We have arrived! Daytime can now officially begin, for "the little people."
 

    You sense immediately that the curtain has risen on a big-time "production," complete with supposedly nuanced roles, heart-wrenching drama, carefully contrived, tortured, silly segues and attempts at comic relief, accompanied, unfortunately by some fake, explosive, side-splitting, woodpeckery, stop-on-a-dime guffaws. Thanks for that, Steve. Just what I needed for my decades-long morning sickness. Add to that your sidekick's swoopy-voiced manipulation, coyness, cuteness, faux delicacy and eyelash-batting playfulness, and I am ready for the vomitorium. 
    In Montagne's  mouth, words sound like fruity candies, moisturizing her tongue as they roll around deliciously. God! She manages to turn one-syllable words -- such as "act" -- into three syllables! (She has generously taught this laryngeal feat to Jean Cochran, who makes "this" a three-syllable word when she ponderously proclaims, "Th-ii-is...is...N..P..R," as if she were announcing the Second Coming of Christ.)
    But seriously: How many times each day do we have to be reminded, "...and I'm Renee Montagne." We know that. Who cares? If you want a platform for your show-offy personality, why don't you do a blog, and let it rip? It works for me. And then "Morning Edition" could be straightforward. You know: professional.
    It is NPR's cultivation of a "unique style," and its environment of glowing specialness, that has transformed what I assume were once regular people into grotesque caricatures.
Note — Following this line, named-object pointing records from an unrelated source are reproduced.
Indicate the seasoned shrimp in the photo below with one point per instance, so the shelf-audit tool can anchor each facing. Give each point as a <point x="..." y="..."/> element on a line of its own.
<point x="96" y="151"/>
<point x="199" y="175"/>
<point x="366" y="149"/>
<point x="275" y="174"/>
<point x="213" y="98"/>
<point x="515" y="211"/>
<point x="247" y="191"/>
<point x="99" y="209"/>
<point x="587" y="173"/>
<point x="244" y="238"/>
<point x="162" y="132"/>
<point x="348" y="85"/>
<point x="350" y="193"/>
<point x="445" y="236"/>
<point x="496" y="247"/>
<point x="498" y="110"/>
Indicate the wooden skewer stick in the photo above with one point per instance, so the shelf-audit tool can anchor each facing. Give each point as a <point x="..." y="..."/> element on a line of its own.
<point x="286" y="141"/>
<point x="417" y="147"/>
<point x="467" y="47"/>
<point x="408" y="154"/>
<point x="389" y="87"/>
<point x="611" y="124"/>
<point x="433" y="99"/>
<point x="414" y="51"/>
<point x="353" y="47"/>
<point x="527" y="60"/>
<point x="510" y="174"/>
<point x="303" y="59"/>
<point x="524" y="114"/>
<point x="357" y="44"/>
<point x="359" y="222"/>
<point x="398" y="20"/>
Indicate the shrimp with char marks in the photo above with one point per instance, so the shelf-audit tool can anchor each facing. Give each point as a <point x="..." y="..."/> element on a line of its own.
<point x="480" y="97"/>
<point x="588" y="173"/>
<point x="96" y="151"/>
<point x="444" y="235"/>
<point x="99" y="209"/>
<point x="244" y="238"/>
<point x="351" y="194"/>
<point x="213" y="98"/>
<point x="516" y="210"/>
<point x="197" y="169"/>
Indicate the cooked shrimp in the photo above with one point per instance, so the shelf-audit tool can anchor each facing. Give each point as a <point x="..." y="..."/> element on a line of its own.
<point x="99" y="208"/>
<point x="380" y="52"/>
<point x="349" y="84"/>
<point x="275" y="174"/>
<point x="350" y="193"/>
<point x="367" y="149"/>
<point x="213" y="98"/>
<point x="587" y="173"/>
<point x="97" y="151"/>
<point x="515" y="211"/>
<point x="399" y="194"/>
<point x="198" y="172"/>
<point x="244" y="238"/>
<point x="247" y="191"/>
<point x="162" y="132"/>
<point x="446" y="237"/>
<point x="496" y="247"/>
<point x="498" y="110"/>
They are fancy, pampered people who put on a show -- a highly produced, tightly paced, cynically manipulative show -- for we gentle cows, "out there in the heartland," who listen intently and then agree to be milked.
    Each day, another theatrical extravaganza unfolds. One aspect that's particularly irritating is that the hosts, and the reporters they interview (journalists probing journalists -- always a treat), are heavily scripted, but they attempt vainly to sound spontaneous. Thus, their pauses, their stammers, their "groping" for words that are right there in front of them, their "sad feelings" (cue the sad music!) and their bursts of saucy banter, are plotted down to the millisecond. 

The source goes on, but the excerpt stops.